Although it’s unclear what further impact the balmier temperatures of the past few months have had, a lack of snow build-up over the cold season and another hot summer could make the picture even more dire for the tourist draws.
Each year, scientists separately survey snowlines and glacier retreat in the Southern Alps to gauge the impacts of seasonal climate trends.
Dr Brian Anderson of Victoria University’s Antarctic Research Centre, said the latest measurements for Fox Glacier and Franz Josef Glaciers showed they had now shrunk to record levels.
“Winter in 2015 had pretty average snow accumulation on the glaciers, but summer in 2016 was really warm, and by the end of the summer the glaciers had lost a lot of snow and ice.”
The amount of melt recorded put it on a par with the last time there was a dramatic loss of ice, during the 2010/11 summer, which was coloured by one of the strongest La Nina climate systems ever recorded.
Since that time, Fox Glacier had retreated 750m, while Franz Josef had crawled back 1.5km.
“At one point last year, it was actually looking like Franz Josef might have had a wee advance before the summer, but then the summer was so hot that that wave of ice just disappeared and there was no advance at all.”
It was difficult to tell what impact the warmer conditions that have characterised the past few months would have on the glaciers’ movement.
This was because the icy behemoths were more sensitive to bigger temperature shifts over summer, rather than winter.
“It will take a few years to respond to this and it’s quite hard to predict these short-term changes,” Anderson said.
“All I can really say is it’s likely to keep retreating because of the warm summer, but I can’t really say how much until we can check it again.”
The glaciers are measured twice a year: once at the end of winter, and again at the end of summer.
“It’s always the case that we don’t have a clear picture until the end of summer, as that’s when it’s done its thing for the year.”
The continuing decline of the glaciers follows a study published last year, finding that in just four decades, the alps’ ice volume had shrunk by 18.4cu km or 34 per cent, with the trend accelerating in the past 15 years.
The World Glacier Monitoring Service estimated extent of ice volume in the Southern Alps in the 1890s was 170cu km, compared with over 36.1cu km now, a change the study authors said was evidence of the local effects of global warming.
Based on regional warming projections of 1.5C to 2.5C, it has been projected by glaciologists Valentina Radic and Regine Hock that just 7 to 12cu km of ice would remain on the alps by the end of this century.
Meanwhile, the hot summer had pushed the Southern Alps’ snowline up to “exceptionally high” levels, said Dr Andrew Lorrey, a climate scientist at the National Institute of Water and Atmosphere (NIWA).
An aerial observation in March had shown a relatively high degree of loss of the previous winter’s snowfall.
Ahead of last summer, it was expected the then-predicted strong El Nino would have a big impact.
Instead, it proved to be unseasonably warm sea surface temperatures in the Tasman Sea, bringing warmer prevailing air flows over land, that delivered the blow.
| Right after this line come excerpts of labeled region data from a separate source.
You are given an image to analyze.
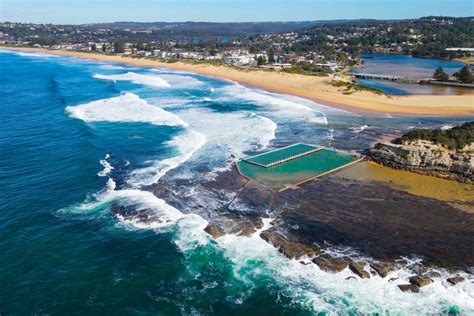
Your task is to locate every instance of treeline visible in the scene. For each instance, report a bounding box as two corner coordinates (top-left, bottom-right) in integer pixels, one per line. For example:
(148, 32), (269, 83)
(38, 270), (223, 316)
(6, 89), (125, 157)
(395, 121), (474, 149)
(291, 16), (474, 59)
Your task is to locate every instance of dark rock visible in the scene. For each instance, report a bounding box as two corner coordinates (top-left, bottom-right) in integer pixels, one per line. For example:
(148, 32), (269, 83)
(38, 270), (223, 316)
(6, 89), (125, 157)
(398, 284), (420, 293)
(370, 262), (395, 278)
(408, 275), (433, 287)
(446, 276), (465, 285)
(274, 178), (474, 270)
(260, 229), (321, 259)
(313, 254), (348, 272)
(425, 271), (441, 278)
(349, 262), (370, 279)
(239, 225), (257, 236)
(367, 140), (474, 183)
(300, 260), (311, 266)
(204, 224), (225, 238)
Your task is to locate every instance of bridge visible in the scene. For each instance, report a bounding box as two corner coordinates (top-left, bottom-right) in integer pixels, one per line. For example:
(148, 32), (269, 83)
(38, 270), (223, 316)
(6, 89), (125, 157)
(352, 72), (422, 83)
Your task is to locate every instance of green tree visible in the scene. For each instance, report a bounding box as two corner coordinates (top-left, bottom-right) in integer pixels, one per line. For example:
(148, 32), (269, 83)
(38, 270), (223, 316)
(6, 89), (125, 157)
(454, 65), (473, 83)
(268, 50), (275, 64)
(433, 67), (449, 81)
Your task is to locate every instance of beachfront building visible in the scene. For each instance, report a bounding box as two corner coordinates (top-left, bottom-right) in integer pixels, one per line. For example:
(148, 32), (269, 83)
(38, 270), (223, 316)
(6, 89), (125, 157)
(224, 54), (257, 66)
(446, 47), (474, 55)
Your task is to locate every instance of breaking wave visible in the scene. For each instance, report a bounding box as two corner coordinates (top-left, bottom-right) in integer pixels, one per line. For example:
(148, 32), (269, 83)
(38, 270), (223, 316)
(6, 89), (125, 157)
(216, 84), (348, 125)
(66, 92), (188, 126)
(127, 130), (206, 188)
(97, 154), (114, 177)
(174, 215), (474, 315)
(93, 72), (171, 88)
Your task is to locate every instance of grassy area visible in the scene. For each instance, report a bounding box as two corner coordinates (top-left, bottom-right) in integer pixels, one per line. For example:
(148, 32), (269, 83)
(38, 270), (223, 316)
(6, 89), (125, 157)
(331, 80), (385, 95)
(453, 56), (474, 65)
(281, 65), (332, 77)
(395, 121), (474, 149)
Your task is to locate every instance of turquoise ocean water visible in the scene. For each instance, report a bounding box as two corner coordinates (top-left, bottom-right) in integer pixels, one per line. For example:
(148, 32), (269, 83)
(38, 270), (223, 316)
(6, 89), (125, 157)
(0, 51), (474, 315)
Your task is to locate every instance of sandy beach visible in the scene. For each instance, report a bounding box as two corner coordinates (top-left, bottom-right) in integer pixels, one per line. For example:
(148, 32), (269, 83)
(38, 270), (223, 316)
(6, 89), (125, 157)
(1, 47), (474, 116)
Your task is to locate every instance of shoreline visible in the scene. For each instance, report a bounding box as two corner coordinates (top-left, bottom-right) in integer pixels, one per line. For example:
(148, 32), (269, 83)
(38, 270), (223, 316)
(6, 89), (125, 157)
(0, 46), (474, 117)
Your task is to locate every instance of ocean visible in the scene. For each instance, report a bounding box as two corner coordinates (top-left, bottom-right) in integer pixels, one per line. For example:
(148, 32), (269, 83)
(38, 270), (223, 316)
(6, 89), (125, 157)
(0, 50), (474, 315)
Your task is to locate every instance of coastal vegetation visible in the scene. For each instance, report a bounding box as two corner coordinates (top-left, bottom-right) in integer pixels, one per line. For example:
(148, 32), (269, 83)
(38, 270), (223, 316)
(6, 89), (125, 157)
(433, 65), (474, 83)
(394, 121), (474, 149)
(331, 80), (385, 95)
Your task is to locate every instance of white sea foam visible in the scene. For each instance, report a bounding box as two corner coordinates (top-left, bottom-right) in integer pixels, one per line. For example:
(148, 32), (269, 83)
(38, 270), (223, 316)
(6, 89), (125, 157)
(180, 108), (277, 162)
(97, 154), (114, 177)
(127, 130), (206, 187)
(66, 93), (188, 126)
(175, 215), (474, 314)
(216, 84), (349, 125)
(351, 125), (370, 134)
(147, 73), (204, 89)
(93, 72), (171, 88)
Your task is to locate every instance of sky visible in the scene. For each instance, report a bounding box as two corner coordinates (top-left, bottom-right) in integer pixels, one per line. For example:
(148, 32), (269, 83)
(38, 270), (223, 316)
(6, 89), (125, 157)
(0, 0), (474, 24)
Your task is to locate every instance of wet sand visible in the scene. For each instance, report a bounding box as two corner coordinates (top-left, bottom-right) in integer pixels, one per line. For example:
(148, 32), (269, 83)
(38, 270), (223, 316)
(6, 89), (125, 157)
(334, 161), (474, 213)
(2, 47), (474, 116)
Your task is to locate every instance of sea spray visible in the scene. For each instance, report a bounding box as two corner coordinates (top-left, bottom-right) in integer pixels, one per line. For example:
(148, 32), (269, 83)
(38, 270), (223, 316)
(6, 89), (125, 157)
(93, 72), (171, 88)
(66, 92), (188, 126)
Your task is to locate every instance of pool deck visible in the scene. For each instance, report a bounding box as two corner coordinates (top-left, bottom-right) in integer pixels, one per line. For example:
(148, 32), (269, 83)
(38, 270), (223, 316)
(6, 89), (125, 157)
(235, 143), (364, 192)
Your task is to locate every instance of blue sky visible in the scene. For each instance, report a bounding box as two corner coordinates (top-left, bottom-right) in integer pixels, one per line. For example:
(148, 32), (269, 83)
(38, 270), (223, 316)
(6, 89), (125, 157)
(0, 0), (474, 24)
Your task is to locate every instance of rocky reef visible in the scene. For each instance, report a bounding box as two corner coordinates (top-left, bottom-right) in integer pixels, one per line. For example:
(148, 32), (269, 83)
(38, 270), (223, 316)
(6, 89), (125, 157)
(367, 140), (474, 183)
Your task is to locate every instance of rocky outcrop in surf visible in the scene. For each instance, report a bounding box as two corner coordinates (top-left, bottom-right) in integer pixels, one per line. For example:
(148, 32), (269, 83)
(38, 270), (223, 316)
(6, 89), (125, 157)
(367, 122), (474, 183)
(367, 140), (474, 183)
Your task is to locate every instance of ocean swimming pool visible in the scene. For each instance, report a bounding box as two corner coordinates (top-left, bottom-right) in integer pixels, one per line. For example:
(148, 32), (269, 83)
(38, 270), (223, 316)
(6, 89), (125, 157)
(236, 144), (361, 190)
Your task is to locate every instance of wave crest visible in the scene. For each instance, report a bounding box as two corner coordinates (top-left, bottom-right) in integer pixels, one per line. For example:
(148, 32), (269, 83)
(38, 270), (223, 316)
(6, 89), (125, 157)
(93, 72), (171, 88)
(66, 93), (188, 126)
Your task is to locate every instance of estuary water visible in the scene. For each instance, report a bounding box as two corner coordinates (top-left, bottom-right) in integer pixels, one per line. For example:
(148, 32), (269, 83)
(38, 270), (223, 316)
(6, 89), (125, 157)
(351, 54), (471, 95)
(0, 51), (474, 315)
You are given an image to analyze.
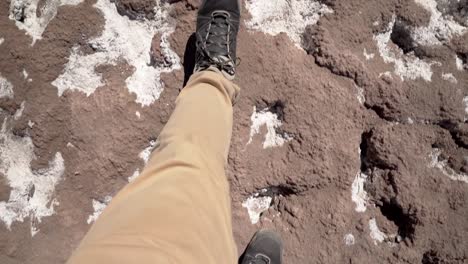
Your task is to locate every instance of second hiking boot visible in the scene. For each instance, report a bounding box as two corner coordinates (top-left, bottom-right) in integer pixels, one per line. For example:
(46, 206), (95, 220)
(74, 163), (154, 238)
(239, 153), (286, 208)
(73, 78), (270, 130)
(240, 230), (283, 264)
Considering the above average-temperatures so far this season, another hot summer would take even more snow out of the bank.
“If we don’t get the amount of snowfall that we usually get in winter to help things, and we follow that with more warm temperatures in summer, that’s not good,” Lorrey said.
“I can’t predict what next year’s survey is going to say, but we are going to be looking at that with keen interest, to see if snowlines have gone even higher.”
It was accepted that in the longer term, a warming planet would raise snowlines higher.
“If you have a general warming of ambient temperatures — and then you have a potential loaded-dice situation where we’ll get more frequent La Ninas because of multi-decadal variation — it means that in the decade we’re in, and maybe the next one, we’ll see more loss relative to previous years.”